Daily Archives: April 3, 2026

8 Tracks

Kennedy Park. Marge Williams. Two out of three ain’t bad. 1977 release. I remember being at Kennedy Park with Marge Williams, our neighbor. We must have been there for some reason related to Scott. I was 15.

A few years earlier at Kennedy Park, I was beaten up by Brian Palladino who would eventually marry Barbara Williams, Marge’s daughter. I have no idea why Brian stood above me while I sat crying as he beat me. I probably said something snotty and snarky while being forced to participate in Lodi’s Summer Recreation program since I could not be left alone without setting the house on fire.

It was the cusp between Freshman and Sophomore years in high school.
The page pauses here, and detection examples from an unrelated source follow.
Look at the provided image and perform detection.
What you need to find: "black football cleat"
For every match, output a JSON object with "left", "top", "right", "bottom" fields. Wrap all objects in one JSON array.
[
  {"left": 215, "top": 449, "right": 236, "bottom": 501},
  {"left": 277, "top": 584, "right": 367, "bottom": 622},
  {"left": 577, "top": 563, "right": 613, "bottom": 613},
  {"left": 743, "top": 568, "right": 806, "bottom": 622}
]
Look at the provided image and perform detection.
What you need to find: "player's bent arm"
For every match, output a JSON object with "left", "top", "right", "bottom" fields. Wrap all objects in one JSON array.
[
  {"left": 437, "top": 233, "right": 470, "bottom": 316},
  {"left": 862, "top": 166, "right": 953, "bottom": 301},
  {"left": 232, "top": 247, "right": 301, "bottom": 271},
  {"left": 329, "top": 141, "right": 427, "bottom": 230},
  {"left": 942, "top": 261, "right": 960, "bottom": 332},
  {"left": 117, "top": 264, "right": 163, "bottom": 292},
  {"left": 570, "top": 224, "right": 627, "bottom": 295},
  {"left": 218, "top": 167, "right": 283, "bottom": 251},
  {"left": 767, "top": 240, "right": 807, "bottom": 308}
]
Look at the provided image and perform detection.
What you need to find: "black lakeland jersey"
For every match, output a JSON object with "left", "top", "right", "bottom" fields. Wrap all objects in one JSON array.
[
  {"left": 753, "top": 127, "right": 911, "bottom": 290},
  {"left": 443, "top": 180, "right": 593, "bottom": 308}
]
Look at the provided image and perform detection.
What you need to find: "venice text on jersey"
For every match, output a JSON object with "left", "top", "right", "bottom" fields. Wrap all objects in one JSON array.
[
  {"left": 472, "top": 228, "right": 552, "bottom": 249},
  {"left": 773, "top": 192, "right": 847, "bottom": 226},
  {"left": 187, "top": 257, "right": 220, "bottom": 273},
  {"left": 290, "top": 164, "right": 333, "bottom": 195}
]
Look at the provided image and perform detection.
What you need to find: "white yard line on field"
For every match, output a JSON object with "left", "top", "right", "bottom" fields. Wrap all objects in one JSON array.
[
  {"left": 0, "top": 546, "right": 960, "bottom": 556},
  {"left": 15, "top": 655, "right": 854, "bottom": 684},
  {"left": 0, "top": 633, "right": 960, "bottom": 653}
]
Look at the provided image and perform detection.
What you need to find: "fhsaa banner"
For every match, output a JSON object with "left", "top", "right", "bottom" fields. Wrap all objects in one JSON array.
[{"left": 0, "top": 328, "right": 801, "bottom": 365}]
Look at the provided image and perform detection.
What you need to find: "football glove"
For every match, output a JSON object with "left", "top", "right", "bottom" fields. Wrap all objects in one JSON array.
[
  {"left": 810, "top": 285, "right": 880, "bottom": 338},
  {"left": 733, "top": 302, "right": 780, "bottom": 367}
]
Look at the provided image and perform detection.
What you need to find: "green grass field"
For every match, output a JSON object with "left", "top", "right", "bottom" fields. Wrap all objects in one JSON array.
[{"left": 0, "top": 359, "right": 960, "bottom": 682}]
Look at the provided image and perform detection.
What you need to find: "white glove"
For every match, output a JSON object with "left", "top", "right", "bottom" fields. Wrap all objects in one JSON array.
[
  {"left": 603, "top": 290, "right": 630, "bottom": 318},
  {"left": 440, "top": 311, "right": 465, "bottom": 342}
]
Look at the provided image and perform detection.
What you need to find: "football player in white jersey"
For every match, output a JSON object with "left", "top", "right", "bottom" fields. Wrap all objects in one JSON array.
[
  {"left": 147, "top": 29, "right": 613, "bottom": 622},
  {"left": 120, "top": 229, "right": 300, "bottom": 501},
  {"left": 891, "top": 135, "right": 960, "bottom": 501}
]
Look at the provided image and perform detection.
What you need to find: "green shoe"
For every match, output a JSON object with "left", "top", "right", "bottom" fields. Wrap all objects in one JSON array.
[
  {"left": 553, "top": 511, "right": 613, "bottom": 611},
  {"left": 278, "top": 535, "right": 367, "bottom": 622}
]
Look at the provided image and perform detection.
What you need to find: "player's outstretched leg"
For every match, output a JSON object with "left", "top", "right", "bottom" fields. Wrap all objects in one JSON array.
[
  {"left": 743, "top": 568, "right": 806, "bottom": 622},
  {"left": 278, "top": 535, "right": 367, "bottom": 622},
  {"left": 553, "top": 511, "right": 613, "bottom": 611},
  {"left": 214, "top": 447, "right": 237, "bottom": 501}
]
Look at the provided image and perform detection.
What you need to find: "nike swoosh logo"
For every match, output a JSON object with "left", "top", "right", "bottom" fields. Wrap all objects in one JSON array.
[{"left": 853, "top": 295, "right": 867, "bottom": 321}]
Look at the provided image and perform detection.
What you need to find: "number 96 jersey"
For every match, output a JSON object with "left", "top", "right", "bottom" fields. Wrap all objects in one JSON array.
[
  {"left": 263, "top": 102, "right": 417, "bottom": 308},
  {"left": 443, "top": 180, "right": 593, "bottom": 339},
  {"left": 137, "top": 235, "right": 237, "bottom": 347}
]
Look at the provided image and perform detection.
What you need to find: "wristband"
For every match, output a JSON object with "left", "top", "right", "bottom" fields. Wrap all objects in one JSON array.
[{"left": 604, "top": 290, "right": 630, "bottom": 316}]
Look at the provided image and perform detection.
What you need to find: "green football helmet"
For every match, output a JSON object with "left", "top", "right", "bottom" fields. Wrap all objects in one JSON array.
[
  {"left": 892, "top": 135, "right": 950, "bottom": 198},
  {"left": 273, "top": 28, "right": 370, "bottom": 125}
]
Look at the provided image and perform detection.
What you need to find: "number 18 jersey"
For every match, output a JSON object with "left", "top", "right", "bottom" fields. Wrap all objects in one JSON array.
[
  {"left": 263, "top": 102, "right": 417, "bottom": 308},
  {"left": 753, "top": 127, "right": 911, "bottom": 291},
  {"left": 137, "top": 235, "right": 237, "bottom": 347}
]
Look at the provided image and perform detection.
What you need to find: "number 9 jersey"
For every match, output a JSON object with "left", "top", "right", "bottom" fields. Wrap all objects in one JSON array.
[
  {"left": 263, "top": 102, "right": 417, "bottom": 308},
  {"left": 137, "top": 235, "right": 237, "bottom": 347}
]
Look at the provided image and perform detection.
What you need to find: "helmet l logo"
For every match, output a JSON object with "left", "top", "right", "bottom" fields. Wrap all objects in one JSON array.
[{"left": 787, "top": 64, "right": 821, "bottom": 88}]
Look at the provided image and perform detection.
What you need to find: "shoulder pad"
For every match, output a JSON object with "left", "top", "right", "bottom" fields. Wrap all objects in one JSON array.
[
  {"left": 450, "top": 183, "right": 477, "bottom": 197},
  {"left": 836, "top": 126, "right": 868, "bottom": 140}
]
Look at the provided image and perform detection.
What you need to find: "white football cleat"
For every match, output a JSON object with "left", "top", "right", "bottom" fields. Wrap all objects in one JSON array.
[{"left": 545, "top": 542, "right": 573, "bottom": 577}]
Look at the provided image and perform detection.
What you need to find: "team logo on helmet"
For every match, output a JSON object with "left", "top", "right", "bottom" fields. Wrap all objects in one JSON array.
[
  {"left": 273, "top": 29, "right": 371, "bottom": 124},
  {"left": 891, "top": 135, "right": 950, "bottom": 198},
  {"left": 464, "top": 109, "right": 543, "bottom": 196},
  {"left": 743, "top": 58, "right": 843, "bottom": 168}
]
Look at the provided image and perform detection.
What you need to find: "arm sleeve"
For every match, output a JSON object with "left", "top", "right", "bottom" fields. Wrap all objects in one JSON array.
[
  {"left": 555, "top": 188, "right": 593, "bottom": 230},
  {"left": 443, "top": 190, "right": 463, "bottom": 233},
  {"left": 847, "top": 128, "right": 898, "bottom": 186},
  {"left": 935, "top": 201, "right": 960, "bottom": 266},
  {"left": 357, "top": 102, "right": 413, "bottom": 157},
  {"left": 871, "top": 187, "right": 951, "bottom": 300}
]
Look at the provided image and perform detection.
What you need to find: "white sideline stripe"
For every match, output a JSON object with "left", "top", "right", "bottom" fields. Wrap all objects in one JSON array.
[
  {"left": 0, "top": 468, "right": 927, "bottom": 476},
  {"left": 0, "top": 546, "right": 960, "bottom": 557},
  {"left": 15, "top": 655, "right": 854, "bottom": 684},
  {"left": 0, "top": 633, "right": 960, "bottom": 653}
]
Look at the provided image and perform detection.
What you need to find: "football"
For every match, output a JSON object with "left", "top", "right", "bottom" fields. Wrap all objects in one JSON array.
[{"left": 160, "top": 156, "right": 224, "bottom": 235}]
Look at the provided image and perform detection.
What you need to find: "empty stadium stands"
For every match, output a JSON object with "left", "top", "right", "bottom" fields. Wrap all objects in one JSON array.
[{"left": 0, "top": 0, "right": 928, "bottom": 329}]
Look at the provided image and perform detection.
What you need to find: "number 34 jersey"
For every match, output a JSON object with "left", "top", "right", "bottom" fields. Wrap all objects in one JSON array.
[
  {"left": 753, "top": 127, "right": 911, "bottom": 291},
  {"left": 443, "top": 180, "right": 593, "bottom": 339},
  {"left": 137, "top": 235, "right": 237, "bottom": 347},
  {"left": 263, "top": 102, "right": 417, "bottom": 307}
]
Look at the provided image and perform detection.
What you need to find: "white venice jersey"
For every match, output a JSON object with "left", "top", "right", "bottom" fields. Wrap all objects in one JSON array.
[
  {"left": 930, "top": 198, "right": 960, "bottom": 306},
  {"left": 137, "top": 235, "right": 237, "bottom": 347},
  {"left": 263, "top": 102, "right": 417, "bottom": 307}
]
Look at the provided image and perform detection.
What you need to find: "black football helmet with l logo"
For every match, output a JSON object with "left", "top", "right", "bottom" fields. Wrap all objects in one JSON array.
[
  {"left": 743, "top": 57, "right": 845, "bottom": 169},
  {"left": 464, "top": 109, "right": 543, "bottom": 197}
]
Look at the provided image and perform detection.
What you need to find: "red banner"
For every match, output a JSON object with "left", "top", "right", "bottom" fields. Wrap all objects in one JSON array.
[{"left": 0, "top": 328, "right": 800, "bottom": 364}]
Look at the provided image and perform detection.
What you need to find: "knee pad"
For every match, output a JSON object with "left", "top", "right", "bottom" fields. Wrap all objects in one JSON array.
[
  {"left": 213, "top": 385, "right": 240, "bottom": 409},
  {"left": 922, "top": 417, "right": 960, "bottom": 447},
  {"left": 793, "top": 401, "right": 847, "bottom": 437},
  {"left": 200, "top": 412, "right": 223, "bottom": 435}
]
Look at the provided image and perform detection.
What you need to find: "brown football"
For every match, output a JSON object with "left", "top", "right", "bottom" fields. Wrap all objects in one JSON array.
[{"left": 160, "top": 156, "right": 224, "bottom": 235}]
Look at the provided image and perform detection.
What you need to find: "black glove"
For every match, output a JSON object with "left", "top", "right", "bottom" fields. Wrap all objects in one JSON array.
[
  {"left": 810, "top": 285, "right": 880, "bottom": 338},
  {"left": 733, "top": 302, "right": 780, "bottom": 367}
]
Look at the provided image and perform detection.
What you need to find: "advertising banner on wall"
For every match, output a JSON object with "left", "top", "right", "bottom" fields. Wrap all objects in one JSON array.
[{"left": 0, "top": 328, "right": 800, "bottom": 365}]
Marge Williams heard the lines ‘I want you, I need you but there ain’t no way I’m ever gonna love you, so don’t be sad, ‘cause two out of three ain’t bad’ and wanted to know more about it. In hindsight and through gossip it may have been around this time that Marge Williams’ marriage was falling apart and that song struck a chord within.

I spent a lot of time at 7 Riverview Avenue. I knew that house inside and out. They seemed to have everything, and I thought they were a more modern family, perhaps a younger family than mine. Later on, I was to find out that was not the case.

Marge Williams wanted a fish pond, and her husband Edward L. set about creating one. It was a haphazard affair, and there were no fish to speak of. Scott Williams, David Plauchino, and I would generally play in the backyard and cool off in the fish pond with no fish.

One summer afternoon, the three of us were cooling off when Jimmy Williams, the oldest son, showed up. Marge was inside and yelling at Jimmy, accusing him of being high. Whether or not he was, I couldn’t say. Marge insisted that his eyes were red and glassy and the more Jimmy denied being high, the more it seemed that he was actually high.

It wasn’t a good look for either of them, and Scott, David, & myself did our best to ignore the yelling and screaming going on. Perhaps this was when I started to see the cracks in the not-so-perfect facade of 7 Riverview Avenue. Once high school kicked into gear, I started to fade away from hanging out with Scott.

He was 6 years younger than me, and I was having enough trouble staying alive, negotiating the corridors of Paramus Catholic, and a year after that, joining the workforce. When I joined the workforce, I wound up reconnecting with Barbara Williams, who worked for the same book company, albeit in a different department.

Barbara would give me a ride home when we finished working at the same time, listening to the 8-track of Steve Martin, A Wild and Crazy Guy, or Toto’s album featuring ‘’Hold the Line’. So long ago and yet it seems like yesterday. Songs I remember I reckon.